Je suis passé dans cette rue ce matin, la maison existe encore, au bout de la main courante, au bas de l'escalier, j'ai retrouvé le serpent ailé de fonte moulée, avec la tête de femme au sourire énigmatique et méchant qui m'a tant de fois laissé songeur en arrivant chez moi après l'école élémentaire de la rue Rigó. J'avais alors sept ou huit ans, nous habitions dans cet immeuble, au deuxième étage.

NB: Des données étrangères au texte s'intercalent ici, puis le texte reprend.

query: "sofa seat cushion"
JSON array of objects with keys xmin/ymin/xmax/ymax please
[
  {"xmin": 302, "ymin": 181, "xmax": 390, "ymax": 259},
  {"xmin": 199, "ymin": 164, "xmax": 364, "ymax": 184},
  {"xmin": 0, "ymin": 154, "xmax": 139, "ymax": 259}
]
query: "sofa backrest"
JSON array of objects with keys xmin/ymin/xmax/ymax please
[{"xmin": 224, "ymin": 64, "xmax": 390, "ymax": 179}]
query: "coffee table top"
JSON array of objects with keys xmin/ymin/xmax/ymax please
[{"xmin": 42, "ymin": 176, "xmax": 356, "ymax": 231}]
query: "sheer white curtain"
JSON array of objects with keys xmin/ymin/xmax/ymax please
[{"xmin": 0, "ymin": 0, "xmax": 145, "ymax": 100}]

C'est sur la place devant l'église que j'ai fait la connaissance de Tibor, il s'adossait à la grille, lui aussi il regardait les filles qui jouaient à la "ronde", elles chantaient avec ferveur "Mariska assise sur un caillou". Je les regardais bouche bée, j'aurais tant aimé jouer avec elles mais cela aurait nui à ma dignité de le leur demander, pourtant à entendre les paroles elles avaient besoin d'un rôle masculin nommé "oncle Károly" qui à la fin poignardera Mariska pour que les autres du cercle puissent constater en chœur : "Károly est possédé du diable". Malheureusement c'est une petite fille qui s'est chargée de ce rôle et je n'avais donc aucune chance de voir mon humble pétition écoutée et moi invité à participer.

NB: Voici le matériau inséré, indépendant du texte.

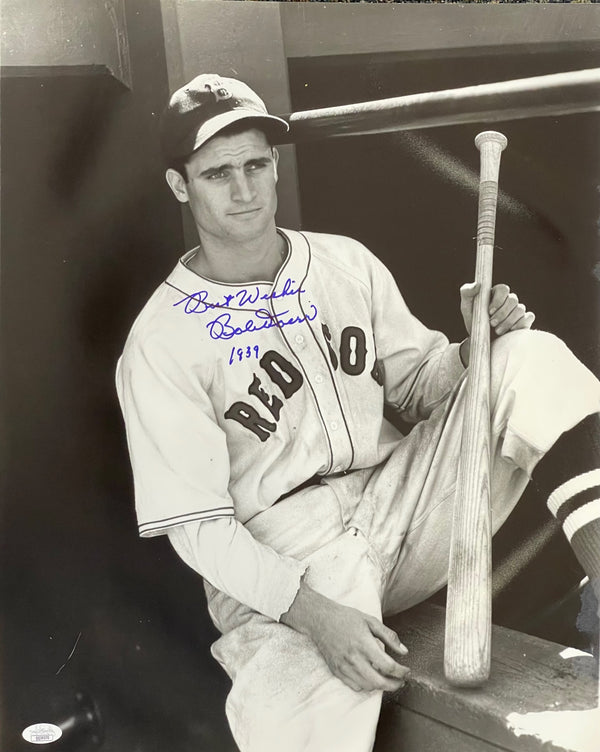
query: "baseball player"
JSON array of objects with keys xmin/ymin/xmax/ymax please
[{"xmin": 117, "ymin": 75, "xmax": 600, "ymax": 752}]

J'ai aperçu Tibor quand, le cœur lourd et résigné, je voulais justement partir. Tibor se trouvait près de moi, il regardait également les filles. À l'instant même j'ai revêtu un masque ironique et hautain, j'ai fait la moue du mépris sans limite. C'est avec la supériorité désapprobatrice et renfrognée de la virilité assurée que j'ai dit à Tibor :

- Quelles connes, comment peut-on jouer à des âneries pareilles ?

Tibor acquiesça modestement et poliment, sans me contredire, mais la fraîcheur de sa retenue était destinée à me montrer que lui, il ne daignait pas même critiquer les filles, elles sont si loin de lui. Il se trouve là par pure distraction, trop plongé dans ses propres pensées.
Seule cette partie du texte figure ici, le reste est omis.